Logically - for now - it would be preferable to have Sharia law than lawlessness. In this life, the only things that are irreversible are birth, genetic mutation, aging, death, nuclear radiation and the age of the universe. Buildings can be built and knocked down; people can believe one thing, then the opposite in the light of circumstance. If the choice is between a period of undemocratic stability followed by a (?) civil war or shaky democracy from the start, it ought to be shaky democracy. [realistically it will probably be the former, with or without civil war, at least in the south. Kurdistan being stable and democratic already.]
If the clerics do take over in the immediate future, civil war would be inevitable because of Iraq's modern history: the ex-Ba'ath, the minor secular democratic groups, the educated middle-classes as an entity regardless of political leanings, will not be happy to be governed by strict Islamic laws having lived without them for so long. Yes Iraq is majority Muslim, but the Iraqi identity is well defined and religion is only part of that indentity. Even Iraqi Jews from the diapora - 100,000 went to Israel ![ in the late 50s/early 60s] - still dream of and keep their Iraqi culture in their hearts; many still longing to return to their birth country. This must suggest they feel Iraqi first and Jewish second. [ Or in equal measures].

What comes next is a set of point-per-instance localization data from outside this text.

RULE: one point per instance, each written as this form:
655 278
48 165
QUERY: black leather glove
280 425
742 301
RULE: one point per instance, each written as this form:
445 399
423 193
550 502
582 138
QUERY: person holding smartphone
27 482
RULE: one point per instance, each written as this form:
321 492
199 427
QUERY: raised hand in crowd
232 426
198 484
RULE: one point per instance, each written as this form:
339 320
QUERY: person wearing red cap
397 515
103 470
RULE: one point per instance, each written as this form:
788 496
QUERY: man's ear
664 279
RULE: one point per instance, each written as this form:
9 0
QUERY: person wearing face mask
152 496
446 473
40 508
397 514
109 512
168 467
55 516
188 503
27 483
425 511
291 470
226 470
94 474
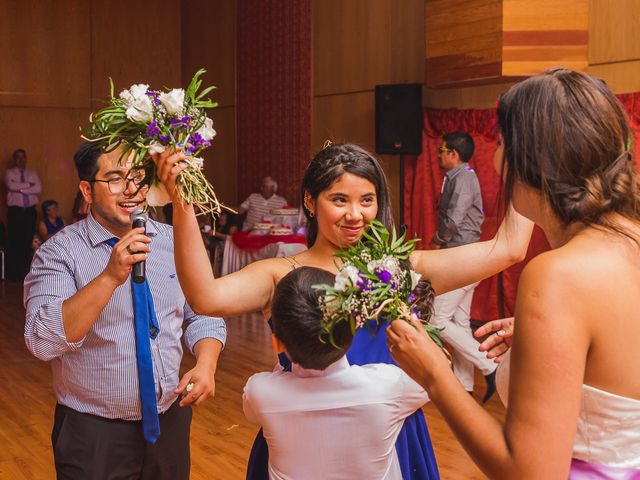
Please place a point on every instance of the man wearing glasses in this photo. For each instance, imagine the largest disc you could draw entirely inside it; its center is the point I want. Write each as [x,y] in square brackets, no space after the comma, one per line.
[460,216]
[122,411]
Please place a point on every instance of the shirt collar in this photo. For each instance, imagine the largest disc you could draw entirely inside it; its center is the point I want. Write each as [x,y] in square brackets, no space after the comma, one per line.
[97,234]
[334,369]
[454,171]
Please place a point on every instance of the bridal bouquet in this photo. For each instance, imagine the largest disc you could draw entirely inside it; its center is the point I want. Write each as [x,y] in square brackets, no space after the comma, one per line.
[142,122]
[375,282]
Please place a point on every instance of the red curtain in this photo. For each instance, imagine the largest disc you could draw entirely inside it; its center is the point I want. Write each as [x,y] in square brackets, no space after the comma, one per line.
[423,180]
[273,99]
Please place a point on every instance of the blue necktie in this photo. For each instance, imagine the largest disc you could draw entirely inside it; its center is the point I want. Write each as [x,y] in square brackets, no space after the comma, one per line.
[25,197]
[146,327]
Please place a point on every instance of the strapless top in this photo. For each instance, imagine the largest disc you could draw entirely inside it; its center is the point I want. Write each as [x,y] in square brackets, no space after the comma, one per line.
[608,426]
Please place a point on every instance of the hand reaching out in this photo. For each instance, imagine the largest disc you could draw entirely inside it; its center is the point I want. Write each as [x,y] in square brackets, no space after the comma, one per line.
[499,340]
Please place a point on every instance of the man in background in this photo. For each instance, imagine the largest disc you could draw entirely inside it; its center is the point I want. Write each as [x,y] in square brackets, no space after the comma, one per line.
[259,205]
[460,216]
[23,188]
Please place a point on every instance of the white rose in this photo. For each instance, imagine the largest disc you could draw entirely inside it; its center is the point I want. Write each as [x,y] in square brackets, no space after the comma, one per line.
[415,278]
[173,101]
[155,147]
[140,110]
[157,196]
[206,131]
[134,93]
[126,96]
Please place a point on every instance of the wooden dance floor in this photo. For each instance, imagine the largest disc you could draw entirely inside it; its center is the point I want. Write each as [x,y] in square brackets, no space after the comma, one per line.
[221,438]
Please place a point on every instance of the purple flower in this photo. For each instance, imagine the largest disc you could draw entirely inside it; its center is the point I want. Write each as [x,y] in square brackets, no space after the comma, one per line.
[152,129]
[154,96]
[181,123]
[384,276]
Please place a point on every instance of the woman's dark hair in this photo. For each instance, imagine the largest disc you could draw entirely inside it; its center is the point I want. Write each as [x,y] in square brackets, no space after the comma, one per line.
[86,159]
[297,319]
[566,134]
[329,165]
[46,204]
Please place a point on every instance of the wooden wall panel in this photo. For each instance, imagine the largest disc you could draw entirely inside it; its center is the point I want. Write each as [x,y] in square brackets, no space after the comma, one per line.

Imagine the U.S. forces sitting idly by in its barracks in Baghdad and Mosul as a strict Muslim ethos is forced down the throats of a westernised, well educated Iraqi population. This will only result in the wholesale departure of all the best people once more. It was said that at least 4 million professional and business people left Iraq in the last 25-30 years. They want to come back to play their part. The educated women certainly won't want to return if they are going to have stay in doors. It is quite hard to run a medical practice or school from your kitchen.
As long as it takes to create a constitution with separation of powers - as per the western model - seems to be the watch word
* 9 May 2004
The Iranian are known to have pumped a lot of money and many personnel into Iraq in the immediate pre-war and after. It is suggested Al Sadr has a lot of it.